I must admit that I sold Sen. McCain short after he had earlier voted ‘yes’ to bring the GOP bills to the floor, and then excoriated his colleagues about not working together to compromise and govern on behalf of We, the People. Those words seemed empty after he cast the deciding vote to continue the partisan travesty described above. Had he voted ‘no’ then, we’d have ended up right where we are now, but sooner.
Instead, he gambled on the steadfastness of Senators Collins and Murkowski (for once he was right about an Alaskan!), and took this wretched melodrama down in a most climactic fashion – after all other options had been rejected. It was per-fect, and I am sorry to have doubted him.
So, what now? In those happier, saner times, the Parties would drop back and begin to craft legislation that stabilizes the insurance markets, and hopefully even completes the expansion of Medicaid to the recalcitrant states that have so far refused to assist their citizens. Despite a rough start and a seven-year propaganda campaign that has forecast implosion perpetually just around the corner, the ACA has worked to expand coverage and /gasp/ improve the lives of “our friends, our families – people worth fighting for” (in the words of NV GOP Gov. Sandoval).

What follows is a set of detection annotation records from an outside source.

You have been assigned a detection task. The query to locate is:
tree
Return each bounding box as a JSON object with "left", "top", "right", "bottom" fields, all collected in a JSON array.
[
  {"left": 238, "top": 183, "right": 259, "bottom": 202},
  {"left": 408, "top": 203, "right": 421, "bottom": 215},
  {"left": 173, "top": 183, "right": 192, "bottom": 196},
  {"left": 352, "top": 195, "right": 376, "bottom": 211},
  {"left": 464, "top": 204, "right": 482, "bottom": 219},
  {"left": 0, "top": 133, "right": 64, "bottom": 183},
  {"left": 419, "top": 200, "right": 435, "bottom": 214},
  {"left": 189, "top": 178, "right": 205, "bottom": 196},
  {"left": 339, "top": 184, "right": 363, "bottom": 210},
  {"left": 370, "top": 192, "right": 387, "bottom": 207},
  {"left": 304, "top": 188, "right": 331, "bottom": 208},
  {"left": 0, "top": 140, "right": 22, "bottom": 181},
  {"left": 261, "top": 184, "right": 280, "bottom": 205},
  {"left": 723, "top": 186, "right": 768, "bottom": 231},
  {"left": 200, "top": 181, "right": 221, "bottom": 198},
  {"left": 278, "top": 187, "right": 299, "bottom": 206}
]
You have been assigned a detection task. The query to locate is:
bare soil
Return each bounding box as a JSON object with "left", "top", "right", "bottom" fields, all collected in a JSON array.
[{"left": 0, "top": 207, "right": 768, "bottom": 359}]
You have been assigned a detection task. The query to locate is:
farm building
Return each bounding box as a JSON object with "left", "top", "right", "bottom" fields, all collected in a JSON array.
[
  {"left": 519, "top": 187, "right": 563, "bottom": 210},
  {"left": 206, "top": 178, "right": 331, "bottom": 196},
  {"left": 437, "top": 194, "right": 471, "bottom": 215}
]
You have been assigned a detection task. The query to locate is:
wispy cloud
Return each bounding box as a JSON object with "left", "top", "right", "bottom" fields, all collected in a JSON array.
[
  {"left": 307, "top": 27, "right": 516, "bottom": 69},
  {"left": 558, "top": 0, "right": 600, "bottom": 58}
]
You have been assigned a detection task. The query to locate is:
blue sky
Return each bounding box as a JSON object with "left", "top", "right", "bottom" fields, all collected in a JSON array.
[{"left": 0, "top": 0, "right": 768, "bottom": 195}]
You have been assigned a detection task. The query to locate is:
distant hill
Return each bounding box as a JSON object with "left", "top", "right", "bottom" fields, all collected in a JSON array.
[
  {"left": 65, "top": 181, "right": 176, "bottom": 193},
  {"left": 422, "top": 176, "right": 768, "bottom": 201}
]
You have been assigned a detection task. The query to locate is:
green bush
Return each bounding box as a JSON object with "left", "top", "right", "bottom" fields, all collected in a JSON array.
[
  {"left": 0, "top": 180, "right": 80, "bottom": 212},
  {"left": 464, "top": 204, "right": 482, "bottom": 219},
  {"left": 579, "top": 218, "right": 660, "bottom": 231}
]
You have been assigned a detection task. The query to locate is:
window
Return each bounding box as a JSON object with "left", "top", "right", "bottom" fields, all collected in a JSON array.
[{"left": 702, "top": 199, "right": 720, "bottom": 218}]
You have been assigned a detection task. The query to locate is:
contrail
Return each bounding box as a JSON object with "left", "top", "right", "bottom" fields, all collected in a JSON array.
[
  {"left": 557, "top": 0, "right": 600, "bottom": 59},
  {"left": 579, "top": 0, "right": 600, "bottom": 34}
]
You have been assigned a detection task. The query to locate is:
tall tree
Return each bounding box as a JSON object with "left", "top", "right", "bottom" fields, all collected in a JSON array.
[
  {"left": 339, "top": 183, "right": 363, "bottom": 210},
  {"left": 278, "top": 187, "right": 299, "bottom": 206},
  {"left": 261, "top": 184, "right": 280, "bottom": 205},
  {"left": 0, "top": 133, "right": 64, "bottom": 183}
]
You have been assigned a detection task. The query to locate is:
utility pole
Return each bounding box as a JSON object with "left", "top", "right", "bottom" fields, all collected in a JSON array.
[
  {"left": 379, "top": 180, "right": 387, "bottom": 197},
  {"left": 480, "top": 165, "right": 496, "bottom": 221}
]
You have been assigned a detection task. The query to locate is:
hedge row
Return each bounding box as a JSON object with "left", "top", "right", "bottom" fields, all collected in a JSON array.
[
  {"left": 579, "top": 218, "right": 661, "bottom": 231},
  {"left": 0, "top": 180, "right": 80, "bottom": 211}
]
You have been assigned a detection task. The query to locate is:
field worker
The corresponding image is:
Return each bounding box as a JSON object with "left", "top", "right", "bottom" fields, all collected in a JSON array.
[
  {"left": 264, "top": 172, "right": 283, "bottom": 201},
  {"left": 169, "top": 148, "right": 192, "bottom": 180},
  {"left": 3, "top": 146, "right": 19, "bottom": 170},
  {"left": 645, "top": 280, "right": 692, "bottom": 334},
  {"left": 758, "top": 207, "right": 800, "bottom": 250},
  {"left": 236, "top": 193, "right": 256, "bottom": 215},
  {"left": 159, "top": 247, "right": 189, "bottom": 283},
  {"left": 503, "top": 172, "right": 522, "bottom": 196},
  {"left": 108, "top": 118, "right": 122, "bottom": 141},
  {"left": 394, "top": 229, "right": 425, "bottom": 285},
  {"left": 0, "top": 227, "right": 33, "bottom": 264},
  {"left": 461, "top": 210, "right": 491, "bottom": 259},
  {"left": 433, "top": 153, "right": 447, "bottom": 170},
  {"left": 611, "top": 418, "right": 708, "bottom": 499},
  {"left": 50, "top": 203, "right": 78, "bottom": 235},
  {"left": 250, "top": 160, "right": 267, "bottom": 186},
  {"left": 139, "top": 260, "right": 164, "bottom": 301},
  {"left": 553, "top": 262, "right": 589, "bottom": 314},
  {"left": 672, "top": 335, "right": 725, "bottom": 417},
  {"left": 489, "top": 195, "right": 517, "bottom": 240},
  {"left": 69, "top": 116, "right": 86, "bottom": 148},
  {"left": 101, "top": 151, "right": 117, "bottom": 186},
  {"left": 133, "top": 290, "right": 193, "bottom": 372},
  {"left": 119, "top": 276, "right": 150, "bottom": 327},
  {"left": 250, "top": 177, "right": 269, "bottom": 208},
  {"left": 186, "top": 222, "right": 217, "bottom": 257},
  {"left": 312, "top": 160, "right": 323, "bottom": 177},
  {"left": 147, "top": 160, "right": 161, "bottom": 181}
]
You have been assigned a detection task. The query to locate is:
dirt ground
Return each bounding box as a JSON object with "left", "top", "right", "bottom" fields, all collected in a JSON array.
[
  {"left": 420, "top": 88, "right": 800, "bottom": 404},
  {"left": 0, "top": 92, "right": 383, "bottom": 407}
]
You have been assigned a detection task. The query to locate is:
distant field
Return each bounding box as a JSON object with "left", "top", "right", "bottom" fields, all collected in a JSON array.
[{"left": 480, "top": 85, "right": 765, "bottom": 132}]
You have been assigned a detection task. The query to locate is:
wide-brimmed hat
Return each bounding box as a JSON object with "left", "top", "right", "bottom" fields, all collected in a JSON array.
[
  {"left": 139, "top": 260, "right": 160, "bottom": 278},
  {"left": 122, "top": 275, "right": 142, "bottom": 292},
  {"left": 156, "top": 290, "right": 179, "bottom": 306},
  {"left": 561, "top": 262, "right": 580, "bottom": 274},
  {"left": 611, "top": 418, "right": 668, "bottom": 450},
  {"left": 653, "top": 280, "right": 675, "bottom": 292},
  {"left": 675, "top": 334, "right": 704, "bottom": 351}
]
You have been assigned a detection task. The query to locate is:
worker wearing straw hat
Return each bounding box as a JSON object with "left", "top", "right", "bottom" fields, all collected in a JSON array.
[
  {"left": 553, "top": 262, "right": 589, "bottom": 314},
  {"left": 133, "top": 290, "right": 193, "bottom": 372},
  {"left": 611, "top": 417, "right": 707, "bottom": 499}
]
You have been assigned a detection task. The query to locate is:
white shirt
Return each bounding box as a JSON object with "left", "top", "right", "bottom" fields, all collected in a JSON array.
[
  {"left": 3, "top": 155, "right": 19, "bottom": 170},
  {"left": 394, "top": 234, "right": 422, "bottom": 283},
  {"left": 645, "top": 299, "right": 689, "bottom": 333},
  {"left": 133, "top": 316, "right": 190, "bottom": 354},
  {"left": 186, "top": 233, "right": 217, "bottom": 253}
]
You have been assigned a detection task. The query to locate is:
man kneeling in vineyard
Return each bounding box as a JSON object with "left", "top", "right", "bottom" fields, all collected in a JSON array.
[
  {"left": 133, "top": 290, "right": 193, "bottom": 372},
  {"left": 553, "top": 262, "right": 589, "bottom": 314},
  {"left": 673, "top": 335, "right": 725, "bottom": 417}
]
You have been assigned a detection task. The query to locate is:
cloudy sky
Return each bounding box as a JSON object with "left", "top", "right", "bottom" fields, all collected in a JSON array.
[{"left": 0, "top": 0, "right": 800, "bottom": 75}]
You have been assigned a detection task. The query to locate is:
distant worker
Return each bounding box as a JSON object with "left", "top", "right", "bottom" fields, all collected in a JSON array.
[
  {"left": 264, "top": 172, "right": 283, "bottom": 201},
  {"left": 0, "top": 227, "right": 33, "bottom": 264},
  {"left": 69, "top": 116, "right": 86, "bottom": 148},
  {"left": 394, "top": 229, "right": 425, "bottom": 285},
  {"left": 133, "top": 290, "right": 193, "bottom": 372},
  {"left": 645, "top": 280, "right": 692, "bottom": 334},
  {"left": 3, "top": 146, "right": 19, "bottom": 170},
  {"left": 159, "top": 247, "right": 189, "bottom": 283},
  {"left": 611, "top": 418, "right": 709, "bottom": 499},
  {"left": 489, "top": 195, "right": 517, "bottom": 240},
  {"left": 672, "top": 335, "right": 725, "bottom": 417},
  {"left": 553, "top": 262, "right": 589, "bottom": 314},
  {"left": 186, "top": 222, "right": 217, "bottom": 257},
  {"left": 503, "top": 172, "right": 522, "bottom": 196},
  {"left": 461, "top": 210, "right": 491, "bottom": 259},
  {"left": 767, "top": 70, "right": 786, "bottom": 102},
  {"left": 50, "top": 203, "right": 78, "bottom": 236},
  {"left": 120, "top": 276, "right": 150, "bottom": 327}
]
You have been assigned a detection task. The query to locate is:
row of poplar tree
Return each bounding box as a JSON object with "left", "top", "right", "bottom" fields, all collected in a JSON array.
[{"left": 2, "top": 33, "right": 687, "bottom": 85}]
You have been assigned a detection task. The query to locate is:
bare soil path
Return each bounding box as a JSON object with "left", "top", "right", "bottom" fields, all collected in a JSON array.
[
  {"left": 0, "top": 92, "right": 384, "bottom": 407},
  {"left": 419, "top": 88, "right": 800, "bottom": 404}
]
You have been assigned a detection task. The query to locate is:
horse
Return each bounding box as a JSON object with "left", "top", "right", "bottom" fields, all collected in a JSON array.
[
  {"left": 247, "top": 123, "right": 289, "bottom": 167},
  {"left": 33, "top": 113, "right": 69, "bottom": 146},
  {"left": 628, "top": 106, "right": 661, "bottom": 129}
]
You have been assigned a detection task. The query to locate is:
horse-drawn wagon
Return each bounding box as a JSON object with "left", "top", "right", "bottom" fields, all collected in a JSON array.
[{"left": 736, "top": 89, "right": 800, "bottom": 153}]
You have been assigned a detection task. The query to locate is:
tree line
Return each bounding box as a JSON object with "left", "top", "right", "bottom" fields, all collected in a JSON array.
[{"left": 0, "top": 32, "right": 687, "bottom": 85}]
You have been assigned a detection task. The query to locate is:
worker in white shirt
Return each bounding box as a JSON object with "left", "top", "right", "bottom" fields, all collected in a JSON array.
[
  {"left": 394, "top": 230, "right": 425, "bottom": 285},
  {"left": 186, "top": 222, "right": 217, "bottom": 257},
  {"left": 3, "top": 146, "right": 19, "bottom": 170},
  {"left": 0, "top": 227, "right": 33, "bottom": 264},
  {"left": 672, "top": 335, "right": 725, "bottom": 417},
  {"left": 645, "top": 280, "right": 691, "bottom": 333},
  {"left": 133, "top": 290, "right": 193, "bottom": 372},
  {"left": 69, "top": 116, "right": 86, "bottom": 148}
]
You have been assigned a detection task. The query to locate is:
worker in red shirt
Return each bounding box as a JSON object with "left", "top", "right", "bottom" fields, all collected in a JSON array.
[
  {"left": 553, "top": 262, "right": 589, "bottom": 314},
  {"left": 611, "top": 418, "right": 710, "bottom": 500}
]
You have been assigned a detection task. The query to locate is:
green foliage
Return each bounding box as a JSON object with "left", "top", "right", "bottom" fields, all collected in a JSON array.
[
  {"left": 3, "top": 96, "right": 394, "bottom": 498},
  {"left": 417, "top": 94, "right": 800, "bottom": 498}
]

ObamaCare’s premiums escalation problems and rural gaps have been caused primarily by political uncertainty fomented by those who wish it ill. Insurance markets are built on probabilities – when there are large ‘unknowns’ in those analyses, monetary buffers get built-in in advance. Those uncertainties can be resolved politically, and well might be in those earlier eras.
Will the Congress take heed of Mr. McCain’s stirring words? Stay tuned. In the meantime, take a moment to lift a glass to a true statesman of several eras – he's an heroic warrior, of several eras, who deserves every American’s continued respect and admiration for once again elevating principle over cynical ideology and worse, in the heat of battle.